Мартину невольно пришли на память слова Киплинга: «Но, знатная леди и Джуди О'Греди во всем остальном равны».
Он подумал, что в сущности это верно, хотя романы, читанные им, заставляли его думать иначе. По этим романам он составил себе представление, что в высшем обществе единственный путь к женщине — формальное предложение. В том кругу, из которого он вышел, для девушек и юношей объятия и ласки были обыкновенным делом. Но среди утонченных представителей высшего класса подобные способы выражения любви казались ему невозможными. Значит, романы лгали. Он только что получил этому доказательство. Одни и те же безмолвные ласки производят одинаковое впечатление и на бедных работниц и на девушек высшего общества. Несмотря на внешнее несходство, они «во всем остальном равны». Он мог бы и сам додуматься до этого, если бы вспомнил Герберта Спенсера. И, утешая Руфь ласками и поцелуями, Мартин с удовольствием останавливался на мысли о том, что знатная леди и Джуди О'Греди в сущности равны во всем. Эта мысль приближала к нему Руфь, делала ее доступнее. Ее прекрасное тело было все же тело, как и всякое другое. Ничего невозможного не было в их браке. Классовое различие оставалось единственным различием между ними, но и оно было в конце концов чисто внешним. Им можно было пренебречь. Читал же Мартин об одном римском рабе, который возвысился до пурпурной тоги. Раз это было, почему же и ему не возвыситься до Руфи? Под оболочкой чистоты, непорочности, культуры и душевного изящества в ней скрывалась обыкновенная женская природа, такая же, как у Лиззи Конолли и у всех Лиззи Конолли на свете. Все, что было возможно для них, было возможно и для нее. Она могла любить, ненавидеть; с нею, вероятно, случались истерики; наконец она могла ревновать, уже ревновала, думая о его недавних портовых любовницах.

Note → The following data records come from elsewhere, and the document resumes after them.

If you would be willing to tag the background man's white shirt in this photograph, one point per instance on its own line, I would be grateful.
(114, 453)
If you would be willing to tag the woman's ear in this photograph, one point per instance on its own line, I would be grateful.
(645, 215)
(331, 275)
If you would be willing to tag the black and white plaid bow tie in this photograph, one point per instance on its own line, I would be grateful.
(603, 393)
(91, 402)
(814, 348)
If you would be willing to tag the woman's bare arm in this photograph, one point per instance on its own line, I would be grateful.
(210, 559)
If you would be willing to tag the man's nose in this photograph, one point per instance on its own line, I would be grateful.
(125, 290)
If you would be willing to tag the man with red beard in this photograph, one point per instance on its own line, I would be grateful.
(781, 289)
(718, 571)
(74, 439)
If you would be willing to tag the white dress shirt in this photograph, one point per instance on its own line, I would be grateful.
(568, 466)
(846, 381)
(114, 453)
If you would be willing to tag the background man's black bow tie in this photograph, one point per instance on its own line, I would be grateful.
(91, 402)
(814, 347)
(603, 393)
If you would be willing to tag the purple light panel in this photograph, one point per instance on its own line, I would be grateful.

— А кроме того, я старше вас, — вдруг сказала она, взглянув ему в глаза, — я старше вас на четыре года.
— И все-таки вы дитя. А по житейскому опыту я старше вас на двадцать четыре года, — возразил Мартин.
В действительности оба они были детьми во всем, что касалось любви; и по-детски, неумело и наивно, выражали свои чувства, — несмотря на ее университетский диплом и ученую степень и несмотря на его философские познания и суровый жизненный опыт.
Они сидели, озаренные сиянием меркнущего дня, разговаривая так, как обычно разговаривают влюбленные; дивились могучему чуду любви и судьбе, которая свела их, и твердо верили, что любят так, как никто еще никогда не любил на свете. Они беспрестанно вспоминали свою первую встречу, стараясь воскресить свои впечатления друг о друге, стараясь точно восстановить, что они тогда подумали и почувствовали.